In an article in The Guardian, critic Peter Wilby reflects on the special interest shown by the media in Madeleine. He quotes an official of the British Metropolitan Police as saying that subconscious racial bias can be detected by comparing these overwhelmingly touching media reports with the abbreviated coverage of black children who go missing in the nation's cities. Pragmatically, it is true that if the missing child had been blond and well-dressed, the reporting specifications would have been much higher. Moreover, the McCanns, both doctors, are the typical image of middle-class British parents, and misfortune generally rarely happens to such families. In Wilby's view, some of the media coverage was based on the idea that this was a "good subject for a story".
"The door was open but the bed was empty - Madeleine was gone", "Dinner for two ...... and then the parental nightmare began", said some British media reports. The plot in this case is more shocking than a movie script, and when it actually happens in life, it becomes even more appealing.
And yet media enthusiasm is limited. In a May 22 report by Sky UK, it was already noted that the spotlight was dimming: "Kate McCann has just taken their twin children for a walk down the street. For the past two weeks or so, her every move has been recorded by the hundreds of photographers surrounding her. This time, however, only one photographer was filming her. It was a clear sign that the media was starting to think that maybe it was time to leave." The various journalists who gather in that small Portuguese town also now rarely get calls from their editors for articles.

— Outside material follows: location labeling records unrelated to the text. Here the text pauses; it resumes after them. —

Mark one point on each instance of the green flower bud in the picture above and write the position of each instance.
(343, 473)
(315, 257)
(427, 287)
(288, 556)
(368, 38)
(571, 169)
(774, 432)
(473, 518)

The McCanns were still patient with the media, through which they needed to get more people to recognize Madeleine and help find her. Every reporter still on watch hopes to eventually report a happy ending, but if the story doesn't come to fruition in the near future, there will never be another reporter camped out in front of the McCanns' house. And at that point, they'll just have to put in more effort to keep people from forgetting about it.
The media is not the savior
So the media is not the savior for the "long war" the McCanns are likely to face. Effective social service organizations, rapid information disclosure and early warning mechanisms for missing children, and long-term rational planning to mobilize the whole society are the real guarantee that more missing children will be reunited with their families.
Therefore, many countries attach great importance to the mobilization mechanism of missing children, such as the "Amber Alert" system in the United States and Canada: once the police confirm that a child has gone missing, a series of messages will be sent out, which will be disseminated rapidly through the radio, television, billboards, and even lottery outlets, to maximize the public's request for cooperation.
Various high-tech, low-cost methods are also being used to find missing children. The South Korean Police Agency, for one, has partnered with the country's SK Telecom to send information and photos of children who have been missing for long periods of time to cell phone users for help. In China, in March, volunteers also tried to print information about lost children on poker cards for free distribution to the public.
Reviewing Madeleine's disappearance has given us more dimensions to ponder. For example, from the perspective of social assistance, will the explosive social effects of such a collective media act do exhaustive damage to more sustainable child assistance? These are the thoughts that little Madeleine brings to the world this May.
Now, all we still need to do is pray that Madeleine's smiling face will once again blossom in her parents' arms.